Gallery - 1978 Trek 510 owned by Dave Mann
Dave writes: "In 1978, I was in high school in
central Ohio. Chuck Harris, the owner of the local bike store in our
town, took me in and gave me a job. He remains one of the most genuinely
kind people I have ever known. Chuck's passion was for bike touring
and we sold mostly Fujis, with the occasional Miyata. Chuck also had
a Chestnut Brown frame from the new American frame builders he knew
in Wisconsin. It was made with Ishiwata 022 tubing and it was the most
beautiful frame this high school kid had ever seen. "
"By 1983, I was going to college in the Boston area and I finally
saved up enough money to trade in my old Fuji Royale II for a Trek 600,
which I rode until 1995 when I drove it under a car port while it was
on the roof rack. Yes, I cried. I had been commuting on the bike daily,
went on regular training rides with it and had ridden it cross-country."
"I replaced the totaled 600 with an aluminum Trek
1220, which had a triple crank and eyelets. But, it was a racing style
bike in every other way - certainly not a sport touring design. Mountain
bikes were all the rage at that time and the sport touring bike had
effectively disappeared from the market it seemed. The 1220 was loads
of fun on short rides. In particular, it sprinted like a rocket ship
and climbed like nobody's business. In contrast, the old 600 was a bit
whippy in the bottom bracket. The thin 531 tubing and my tall 64mm frame
size were a bad combination. Still, I really, really missed the stable
ride of my old 600. Thankfully, I found the Vintage Trek site and was
able to research what frames to look for. My hunt finally payed off
in 2006 and I was able to purchase this frame."
"I consider myself extremely lucky to have been
able to find this specific frame. I really wanted to find an 022 frame,
and not another 531 frame. Partly, this is because of the big impression
that brown Trek had made on me nearly 30 years ago. More importantly
though, I wanted to get a slightly stiffer frame than the thinner-walled
531 tubing provided. The first step in getting the bike on the road
was to take it to Peter
Mooney, the frame builder in residence at the Wheelworks,
to have the frame aligned and to have the rear triangle spread to 130mm
to accept a modern drive train.

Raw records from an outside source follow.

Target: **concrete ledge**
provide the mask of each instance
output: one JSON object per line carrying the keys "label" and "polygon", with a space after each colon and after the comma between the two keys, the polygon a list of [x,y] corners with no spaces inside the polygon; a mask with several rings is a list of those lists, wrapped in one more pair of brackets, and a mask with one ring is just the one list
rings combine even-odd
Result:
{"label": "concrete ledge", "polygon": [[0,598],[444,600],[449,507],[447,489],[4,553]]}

I also gave the frame 2 coats of Frame
"The drive train has been scavenged off of the
old 1220. It's an 8-speed Shimano indexing system with RSX hubs, rear
derailleur and crank and Shimano barcon shifters. The one bit of the
system that is not modern is the Suntour BL front derailleur, which
was taken off of the old dead 600. They work together famously, but
I suspect they bicker when I'm not around. "
"In 1978, you could still order optional braze-ons
on Trek frames. It's as if the original owner had me in mind when he
ordered the frame since he choose down tube cable stops for my preferred
bar end shifters. Other nice upgrades include: water bottle bosses on
the down tube, brake cable bosses on the top tube, cable guides on the
bottom bracket (I think these are Campagnolo but I'm not 100% sure of
that) and Campagnolo drop outs, which were upgrades on the stock Suntour
or Trek drop outs originally specified for the 510. And of course, in
1978 they still attached the headbadge with screws, which just tickles
me to no end. "
"The current brakes on the bike are
a pair of DiaCompe 500Gs, which provide a bunch of room for fenders.

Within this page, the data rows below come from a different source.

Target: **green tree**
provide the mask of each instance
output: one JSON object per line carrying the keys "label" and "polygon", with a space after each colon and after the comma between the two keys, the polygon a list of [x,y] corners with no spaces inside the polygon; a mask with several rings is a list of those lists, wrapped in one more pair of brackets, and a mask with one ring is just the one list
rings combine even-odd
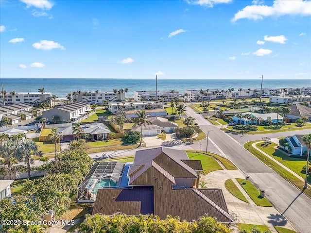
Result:
{"label": "green tree", "polygon": [[63,133],[57,132],[58,128],[53,128],[52,129],[52,133],[51,139],[53,143],[55,143],[55,159],[57,159],[57,143],[60,143],[60,141],[63,140]]}
{"label": "green tree", "polygon": [[146,126],[146,124],[152,125],[152,123],[148,120],[147,117],[149,115],[146,113],[146,111],[144,110],[138,110],[135,112],[135,114],[138,117],[136,119],[135,123],[134,126],[139,126],[141,128],[140,130],[140,143],[139,146],[141,145],[141,142],[142,141],[142,126]]}
{"label": "green tree", "polygon": [[19,160],[24,160],[27,165],[28,177],[31,177],[30,164],[34,163],[32,155],[42,157],[42,151],[38,150],[38,146],[31,139],[20,141],[15,151],[15,157]]}
{"label": "green tree", "polygon": [[311,150],[311,133],[305,135],[302,137],[302,140],[306,144],[307,150],[308,150],[308,155],[307,156],[307,165],[306,166],[306,178],[305,178],[305,186],[304,188],[307,188],[307,184],[308,183],[308,167],[309,163],[309,157],[310,155],[310,150]]}
{"label": "green tree", "polygon": [[78,141],[80,141],[80,135],[83,132],[83,129],[81,127],[80,123],[78,123],[72,126],[72,133],[78,135]]}

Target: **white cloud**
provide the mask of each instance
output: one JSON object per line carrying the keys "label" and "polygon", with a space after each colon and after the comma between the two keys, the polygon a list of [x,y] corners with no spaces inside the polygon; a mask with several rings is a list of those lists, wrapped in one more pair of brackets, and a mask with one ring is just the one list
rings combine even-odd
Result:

They came on my 600 so I've racked up a lot of miles with these brakes.
Still, I don't have much emotional attachment to them. I've always considered
them to be functional but somewhat homely looking. Hopefully at some
point in the not too distant future they'll get replaced with a pair
of Suntour Superbe or DiaCompe Royal Comp calipers. "
"I'm not doing any extended touring at present
(hopefully this will change as the kids get older) but I still use a
handlebar bag pretty much all the time. The racer boys at my local bike
store don't understand this and visibly shake their heads when I come
into the shop. For those of you who remember the late '70s, the handlebar
bag is an Eclipse bag. About a year ago, it was a nasty sun faded red
after spending over 25 years in the sun. My wife begged me to let her
buy me a new bag. Instead, I dropped it into a hot pot of Rit dye and
it came out looking almost like new."
"By far, the most compelling
thing about this bike is the ride. The long wheelbase, the long rake and
low bottom bracket all give this bike a kind of stability that has to
be ridden to be believed. The place I most notice it is on sections of
rough road and torn up pavement. On my race style bike, the bike would
pitch to one side or the other in the rough stuff. In contrast, this bike
just hunkers down and rides straight and true."